Как-то случайно я подслушал разговор между матерью и моей сестрой. Акулина упрекала мать за то, что та вышла замуж за голяка, а не за какого-нибудь кажлодского сапожника: ведь сватались же к ней богатые женихи – об этом и тётя Поля, и тётя Арина все уши прожужжали. Я притаился на печке: что ответит мать? Слышу, плачет. Эх, подумал я, родись отец не в Лопатине, а в Кажлодке – и всё бы, глядишь, по-другому у нас было. И хлеба бы вволю ели, и были бы у Акулины наряды, как у теткиных дочек. Хотя, – вспомнил я, – и в Лопатине богатеи есть, да ещё какие. Князевы вот. Их у нас трое: Иван Никифорович с пятью десятинами вечной земли, Ион Самойлович с тремя десятинами и Иван Самойлович – с двумя. Это у них, почитай, круглый год работают мать и Акулина, и ещё у Почкова Ивана – этот рыбой торгует, мясом, пасеку держит из двухсот улей. Что ни говори, а хорошо они живут. Забьют скотину – и холодца наварят, и потрохов нажарят… А в бедняцкой семье если и зарежут овечку или птицу – в Спасск везут, на базар. Мясо продадут, а что-нибудь из одежды купят. Или хлеба.

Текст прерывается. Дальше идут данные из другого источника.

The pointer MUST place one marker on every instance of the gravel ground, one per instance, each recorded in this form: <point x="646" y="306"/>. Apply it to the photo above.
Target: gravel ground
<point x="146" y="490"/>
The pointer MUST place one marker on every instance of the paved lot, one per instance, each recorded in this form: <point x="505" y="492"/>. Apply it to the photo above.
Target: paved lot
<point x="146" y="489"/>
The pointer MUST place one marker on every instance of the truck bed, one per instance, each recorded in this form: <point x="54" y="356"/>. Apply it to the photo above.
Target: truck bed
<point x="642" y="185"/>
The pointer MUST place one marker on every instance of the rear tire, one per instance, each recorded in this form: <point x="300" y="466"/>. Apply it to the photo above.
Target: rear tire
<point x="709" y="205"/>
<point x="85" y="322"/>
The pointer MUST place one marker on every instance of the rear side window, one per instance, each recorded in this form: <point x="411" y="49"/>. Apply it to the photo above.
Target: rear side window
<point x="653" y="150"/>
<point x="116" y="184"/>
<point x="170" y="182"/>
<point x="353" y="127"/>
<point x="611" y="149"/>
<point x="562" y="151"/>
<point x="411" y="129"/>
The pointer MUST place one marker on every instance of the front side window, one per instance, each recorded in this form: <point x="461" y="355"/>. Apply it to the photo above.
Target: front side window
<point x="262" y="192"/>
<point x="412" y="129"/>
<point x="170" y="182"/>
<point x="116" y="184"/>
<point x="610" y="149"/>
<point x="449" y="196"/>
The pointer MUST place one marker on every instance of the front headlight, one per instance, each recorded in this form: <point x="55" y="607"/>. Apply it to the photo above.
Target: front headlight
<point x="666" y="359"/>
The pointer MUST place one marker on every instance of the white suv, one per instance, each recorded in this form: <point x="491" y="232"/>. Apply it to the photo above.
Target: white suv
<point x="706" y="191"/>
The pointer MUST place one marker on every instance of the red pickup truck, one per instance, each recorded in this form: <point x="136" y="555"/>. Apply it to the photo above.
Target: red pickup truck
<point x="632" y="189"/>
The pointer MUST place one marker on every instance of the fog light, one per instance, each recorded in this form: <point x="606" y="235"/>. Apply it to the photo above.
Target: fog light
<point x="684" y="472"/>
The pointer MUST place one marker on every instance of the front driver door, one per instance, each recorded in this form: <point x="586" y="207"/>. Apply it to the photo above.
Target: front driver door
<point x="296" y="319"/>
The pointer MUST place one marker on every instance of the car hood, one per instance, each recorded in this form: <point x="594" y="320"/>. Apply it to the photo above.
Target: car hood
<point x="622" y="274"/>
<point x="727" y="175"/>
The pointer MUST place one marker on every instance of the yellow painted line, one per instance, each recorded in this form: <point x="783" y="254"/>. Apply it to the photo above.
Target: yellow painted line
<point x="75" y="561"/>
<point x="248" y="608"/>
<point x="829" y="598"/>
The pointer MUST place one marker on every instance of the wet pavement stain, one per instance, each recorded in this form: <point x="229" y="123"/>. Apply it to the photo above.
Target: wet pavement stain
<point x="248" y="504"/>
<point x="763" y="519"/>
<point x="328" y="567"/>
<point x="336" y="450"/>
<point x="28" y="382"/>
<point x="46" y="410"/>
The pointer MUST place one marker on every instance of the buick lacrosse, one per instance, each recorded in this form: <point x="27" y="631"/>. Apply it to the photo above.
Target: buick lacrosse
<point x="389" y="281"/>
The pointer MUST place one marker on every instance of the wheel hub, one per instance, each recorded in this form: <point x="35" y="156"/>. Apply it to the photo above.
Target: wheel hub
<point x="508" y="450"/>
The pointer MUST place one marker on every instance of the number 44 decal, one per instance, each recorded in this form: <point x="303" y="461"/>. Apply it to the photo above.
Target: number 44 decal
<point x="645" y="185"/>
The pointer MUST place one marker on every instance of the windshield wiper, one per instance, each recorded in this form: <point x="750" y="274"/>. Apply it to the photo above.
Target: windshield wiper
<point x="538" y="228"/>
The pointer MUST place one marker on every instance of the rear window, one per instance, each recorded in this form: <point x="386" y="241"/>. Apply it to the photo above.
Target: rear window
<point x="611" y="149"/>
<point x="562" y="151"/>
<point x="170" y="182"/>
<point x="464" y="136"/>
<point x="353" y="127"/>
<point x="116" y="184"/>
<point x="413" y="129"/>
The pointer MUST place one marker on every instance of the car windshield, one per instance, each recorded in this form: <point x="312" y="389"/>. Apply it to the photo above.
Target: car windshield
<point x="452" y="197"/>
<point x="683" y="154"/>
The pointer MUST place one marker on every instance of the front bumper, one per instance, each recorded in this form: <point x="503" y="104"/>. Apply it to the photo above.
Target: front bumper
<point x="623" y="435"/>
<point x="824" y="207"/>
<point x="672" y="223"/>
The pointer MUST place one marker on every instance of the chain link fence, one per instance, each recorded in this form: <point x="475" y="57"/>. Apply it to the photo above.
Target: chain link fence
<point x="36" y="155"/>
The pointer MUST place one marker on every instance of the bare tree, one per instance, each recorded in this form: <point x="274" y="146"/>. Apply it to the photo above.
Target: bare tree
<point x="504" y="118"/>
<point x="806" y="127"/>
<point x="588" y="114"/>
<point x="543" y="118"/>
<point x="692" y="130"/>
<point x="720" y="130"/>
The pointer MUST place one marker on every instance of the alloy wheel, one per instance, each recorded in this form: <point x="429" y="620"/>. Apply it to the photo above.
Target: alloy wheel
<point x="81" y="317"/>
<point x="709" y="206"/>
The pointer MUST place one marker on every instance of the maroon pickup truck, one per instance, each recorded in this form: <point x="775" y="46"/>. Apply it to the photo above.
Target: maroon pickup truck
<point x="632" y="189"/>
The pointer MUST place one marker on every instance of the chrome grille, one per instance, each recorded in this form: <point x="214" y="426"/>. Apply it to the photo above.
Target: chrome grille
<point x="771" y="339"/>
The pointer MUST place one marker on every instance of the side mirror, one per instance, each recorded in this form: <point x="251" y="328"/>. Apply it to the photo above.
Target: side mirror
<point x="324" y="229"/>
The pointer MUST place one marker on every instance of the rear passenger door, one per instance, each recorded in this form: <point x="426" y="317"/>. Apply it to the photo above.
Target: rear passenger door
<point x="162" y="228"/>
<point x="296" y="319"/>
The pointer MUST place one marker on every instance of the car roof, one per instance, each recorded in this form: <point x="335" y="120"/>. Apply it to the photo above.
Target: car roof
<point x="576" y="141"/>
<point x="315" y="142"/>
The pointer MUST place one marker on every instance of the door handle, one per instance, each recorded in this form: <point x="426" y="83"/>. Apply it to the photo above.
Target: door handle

У нас тоже разносол бывал невелик: картоха в кожуре, щи на конопляном масле, редко-редко пшенная каша. По большим праздникам перепадало кое-что повкусней: белый хлеб, пироги – тетки угощали.
Тетя Арина была нашей крестной, мы любили ходить к ней в гости. Восьмое сентября считалось в Кажлодке престольным праздником, гостей туда наезжало! Чаще всего мы гостились втроём, без отца. Он стыдился своей нищеты и предпочитал оставаться дома. Купит вина и празднует в одиночку. А мы у тёти Арины арбузами объедаемся, яблоками, пирожками с мясом, – у неё и барашки водились. Но самое почётное блюдо у мордвы – пшённые блины. Без них – и праздник не праздник. Уж я наваливался на эти блины – за ушами трещало. Ничего нет вкуснее пшённых блинов, ей-богу.